Sure, we all know that Robert Olen Butler is the Pulitzer-winning author whose author wife, Elizabeth Dewberry, just left him to become one of media mogul Ted Turner's girlfriends, prompting him to pen the nuttiest email of all time. But how familiar are we all with his award-winning work? Maybe some excerpts from this short story, which first appeared in the New Yorker in 1995, would be a good primer. It is about what you think: a man turns into a parrot, is purchased as a pet by his wife, and is forced to watch her cavort around the house with her new lover.

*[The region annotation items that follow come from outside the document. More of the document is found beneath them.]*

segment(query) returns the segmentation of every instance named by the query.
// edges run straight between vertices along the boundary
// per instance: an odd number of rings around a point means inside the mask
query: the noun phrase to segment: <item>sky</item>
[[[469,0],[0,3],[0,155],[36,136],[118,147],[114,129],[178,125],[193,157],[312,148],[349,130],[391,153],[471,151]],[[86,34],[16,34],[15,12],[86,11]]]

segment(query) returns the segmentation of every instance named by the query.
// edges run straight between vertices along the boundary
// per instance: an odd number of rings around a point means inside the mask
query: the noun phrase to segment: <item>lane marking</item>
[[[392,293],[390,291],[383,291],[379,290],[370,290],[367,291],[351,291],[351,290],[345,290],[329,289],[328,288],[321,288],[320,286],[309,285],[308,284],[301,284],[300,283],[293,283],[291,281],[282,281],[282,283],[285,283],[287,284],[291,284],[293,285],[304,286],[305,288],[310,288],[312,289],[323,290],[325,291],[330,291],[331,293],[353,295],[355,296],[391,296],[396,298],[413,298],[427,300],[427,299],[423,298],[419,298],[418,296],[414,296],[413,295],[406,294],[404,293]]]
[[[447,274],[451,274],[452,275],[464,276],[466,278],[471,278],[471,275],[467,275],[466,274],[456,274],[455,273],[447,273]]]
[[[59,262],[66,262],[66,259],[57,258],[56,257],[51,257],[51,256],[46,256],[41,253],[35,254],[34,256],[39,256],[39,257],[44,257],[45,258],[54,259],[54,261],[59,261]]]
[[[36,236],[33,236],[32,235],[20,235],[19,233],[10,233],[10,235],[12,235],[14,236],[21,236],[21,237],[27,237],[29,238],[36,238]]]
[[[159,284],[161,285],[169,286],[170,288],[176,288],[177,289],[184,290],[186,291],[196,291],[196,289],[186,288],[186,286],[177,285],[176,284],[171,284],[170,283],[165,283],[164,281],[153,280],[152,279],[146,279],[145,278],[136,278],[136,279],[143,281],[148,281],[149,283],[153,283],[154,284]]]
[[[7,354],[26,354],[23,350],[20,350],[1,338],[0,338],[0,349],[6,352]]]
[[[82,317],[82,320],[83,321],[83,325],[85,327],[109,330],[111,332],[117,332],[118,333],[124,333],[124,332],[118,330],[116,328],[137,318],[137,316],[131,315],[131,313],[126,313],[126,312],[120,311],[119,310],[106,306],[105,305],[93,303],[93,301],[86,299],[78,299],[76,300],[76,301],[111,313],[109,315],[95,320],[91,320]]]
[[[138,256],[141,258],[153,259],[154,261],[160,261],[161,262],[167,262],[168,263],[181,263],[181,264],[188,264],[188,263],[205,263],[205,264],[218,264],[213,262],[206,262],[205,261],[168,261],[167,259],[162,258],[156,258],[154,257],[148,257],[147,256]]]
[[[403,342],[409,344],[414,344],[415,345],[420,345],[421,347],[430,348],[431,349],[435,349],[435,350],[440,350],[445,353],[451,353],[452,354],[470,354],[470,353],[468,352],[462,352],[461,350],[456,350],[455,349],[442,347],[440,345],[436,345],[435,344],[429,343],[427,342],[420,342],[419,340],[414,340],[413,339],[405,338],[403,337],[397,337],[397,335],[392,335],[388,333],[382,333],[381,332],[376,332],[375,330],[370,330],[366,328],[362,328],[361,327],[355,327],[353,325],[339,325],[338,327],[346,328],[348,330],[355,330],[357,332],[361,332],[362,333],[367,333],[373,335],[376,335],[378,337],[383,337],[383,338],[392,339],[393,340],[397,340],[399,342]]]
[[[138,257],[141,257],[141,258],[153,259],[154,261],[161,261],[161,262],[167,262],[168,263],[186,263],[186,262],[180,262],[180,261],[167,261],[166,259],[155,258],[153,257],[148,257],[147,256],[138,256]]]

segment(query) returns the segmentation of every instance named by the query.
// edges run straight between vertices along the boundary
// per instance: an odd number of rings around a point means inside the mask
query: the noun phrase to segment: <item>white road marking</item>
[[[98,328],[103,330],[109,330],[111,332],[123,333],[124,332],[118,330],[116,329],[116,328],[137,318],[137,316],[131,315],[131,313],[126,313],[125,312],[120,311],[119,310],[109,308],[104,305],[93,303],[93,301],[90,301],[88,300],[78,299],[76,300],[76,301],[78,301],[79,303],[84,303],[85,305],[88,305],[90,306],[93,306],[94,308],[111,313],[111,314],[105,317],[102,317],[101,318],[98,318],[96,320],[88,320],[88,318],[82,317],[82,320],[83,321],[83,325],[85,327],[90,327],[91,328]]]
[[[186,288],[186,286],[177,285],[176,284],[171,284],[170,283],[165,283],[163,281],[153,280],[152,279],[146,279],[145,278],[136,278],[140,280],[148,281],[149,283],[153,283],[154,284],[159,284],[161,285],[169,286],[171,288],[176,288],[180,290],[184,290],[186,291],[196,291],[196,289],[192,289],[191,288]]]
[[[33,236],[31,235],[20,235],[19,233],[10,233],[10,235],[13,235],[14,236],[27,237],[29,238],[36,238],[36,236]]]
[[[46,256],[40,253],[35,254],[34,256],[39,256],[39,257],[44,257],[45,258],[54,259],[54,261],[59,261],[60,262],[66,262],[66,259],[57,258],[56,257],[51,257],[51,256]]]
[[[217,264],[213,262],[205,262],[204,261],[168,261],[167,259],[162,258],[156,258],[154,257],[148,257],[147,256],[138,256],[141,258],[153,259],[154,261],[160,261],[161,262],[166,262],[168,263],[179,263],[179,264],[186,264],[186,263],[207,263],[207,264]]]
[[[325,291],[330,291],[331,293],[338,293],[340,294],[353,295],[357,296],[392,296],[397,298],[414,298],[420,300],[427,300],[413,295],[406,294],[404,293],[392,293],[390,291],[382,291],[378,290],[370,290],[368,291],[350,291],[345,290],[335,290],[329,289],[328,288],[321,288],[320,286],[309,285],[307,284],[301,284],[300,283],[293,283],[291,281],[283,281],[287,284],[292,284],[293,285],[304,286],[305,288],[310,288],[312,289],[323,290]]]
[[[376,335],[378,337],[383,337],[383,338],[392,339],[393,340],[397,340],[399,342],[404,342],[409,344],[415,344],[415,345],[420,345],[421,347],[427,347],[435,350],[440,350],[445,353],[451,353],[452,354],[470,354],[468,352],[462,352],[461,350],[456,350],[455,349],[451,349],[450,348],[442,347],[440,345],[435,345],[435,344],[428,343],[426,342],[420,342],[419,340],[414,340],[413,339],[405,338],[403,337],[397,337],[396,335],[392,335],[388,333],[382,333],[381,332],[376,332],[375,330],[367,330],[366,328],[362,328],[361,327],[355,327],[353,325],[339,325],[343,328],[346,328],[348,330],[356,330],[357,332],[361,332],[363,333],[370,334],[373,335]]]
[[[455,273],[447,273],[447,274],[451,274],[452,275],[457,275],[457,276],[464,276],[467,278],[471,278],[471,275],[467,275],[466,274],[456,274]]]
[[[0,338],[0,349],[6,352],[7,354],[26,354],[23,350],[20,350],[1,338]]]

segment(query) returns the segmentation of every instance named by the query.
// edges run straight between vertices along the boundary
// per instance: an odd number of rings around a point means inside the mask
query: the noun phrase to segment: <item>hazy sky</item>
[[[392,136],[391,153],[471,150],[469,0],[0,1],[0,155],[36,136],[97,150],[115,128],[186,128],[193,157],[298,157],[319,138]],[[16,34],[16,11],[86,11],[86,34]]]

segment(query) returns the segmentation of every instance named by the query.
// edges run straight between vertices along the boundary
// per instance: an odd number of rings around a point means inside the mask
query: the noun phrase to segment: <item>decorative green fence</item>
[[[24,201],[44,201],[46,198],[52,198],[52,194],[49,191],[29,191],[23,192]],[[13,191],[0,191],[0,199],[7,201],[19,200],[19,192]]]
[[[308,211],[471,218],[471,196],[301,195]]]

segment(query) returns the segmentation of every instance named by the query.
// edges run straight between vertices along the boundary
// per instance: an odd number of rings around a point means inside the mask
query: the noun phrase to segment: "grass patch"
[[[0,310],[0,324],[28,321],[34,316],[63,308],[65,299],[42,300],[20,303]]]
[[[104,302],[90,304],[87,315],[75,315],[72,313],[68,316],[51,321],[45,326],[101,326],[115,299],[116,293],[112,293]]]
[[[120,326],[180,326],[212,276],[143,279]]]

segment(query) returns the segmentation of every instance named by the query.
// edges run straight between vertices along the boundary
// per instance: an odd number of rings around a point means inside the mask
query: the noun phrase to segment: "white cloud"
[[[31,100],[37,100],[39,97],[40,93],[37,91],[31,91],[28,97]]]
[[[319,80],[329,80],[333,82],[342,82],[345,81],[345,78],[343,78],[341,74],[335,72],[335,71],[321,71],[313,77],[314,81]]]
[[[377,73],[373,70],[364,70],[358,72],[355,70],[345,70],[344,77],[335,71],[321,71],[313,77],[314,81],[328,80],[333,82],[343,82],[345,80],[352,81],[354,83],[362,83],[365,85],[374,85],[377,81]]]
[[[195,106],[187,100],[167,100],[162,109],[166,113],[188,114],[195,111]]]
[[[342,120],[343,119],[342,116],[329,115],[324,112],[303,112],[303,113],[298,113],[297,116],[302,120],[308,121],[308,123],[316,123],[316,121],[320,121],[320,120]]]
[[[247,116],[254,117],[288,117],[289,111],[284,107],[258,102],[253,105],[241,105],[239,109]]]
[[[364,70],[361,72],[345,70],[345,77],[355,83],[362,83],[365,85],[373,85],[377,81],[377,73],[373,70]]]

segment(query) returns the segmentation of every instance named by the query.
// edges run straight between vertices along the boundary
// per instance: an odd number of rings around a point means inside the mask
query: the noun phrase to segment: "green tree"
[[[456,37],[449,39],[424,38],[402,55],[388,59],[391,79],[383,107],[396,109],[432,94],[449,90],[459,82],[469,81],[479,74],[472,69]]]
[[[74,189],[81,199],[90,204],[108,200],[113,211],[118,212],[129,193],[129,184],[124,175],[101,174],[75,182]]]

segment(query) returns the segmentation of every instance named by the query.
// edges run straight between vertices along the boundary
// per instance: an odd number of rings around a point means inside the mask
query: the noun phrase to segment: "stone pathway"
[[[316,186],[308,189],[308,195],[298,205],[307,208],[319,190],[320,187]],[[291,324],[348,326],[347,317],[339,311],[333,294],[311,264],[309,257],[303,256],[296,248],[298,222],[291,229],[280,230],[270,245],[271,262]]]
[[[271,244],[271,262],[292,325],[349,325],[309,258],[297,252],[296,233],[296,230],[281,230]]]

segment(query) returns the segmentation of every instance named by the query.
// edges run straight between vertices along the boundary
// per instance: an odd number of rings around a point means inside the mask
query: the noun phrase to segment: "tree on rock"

Here's our second-favorite passage:

I was jealous in life. I admit it. I would admit it to her. But it was because of my connection to her. I would explain that. When we held each other, I had no past at all, no present but her body, no future but to lie there and not let her go. I was an egg hatched beneath her crouching body, I entered as a chick into her wet sky of a body, and all that I wished was to sit on her shoulder and fluff my feathers and lay my head against her cheek, my neck exposed to her hand.

And here's our favorite:

And then the cracker [as the parrot has dubbed the lover, who is also described as having "a thick Georgia truck-stop accent" ] comes around the corner. He wears only his rattlesnake boots. I take one look at his miserable, featherless body and shake my head. We keep our sexual parts hidden, we parrots, and this man is a pitiful sight. "Peanut," I say.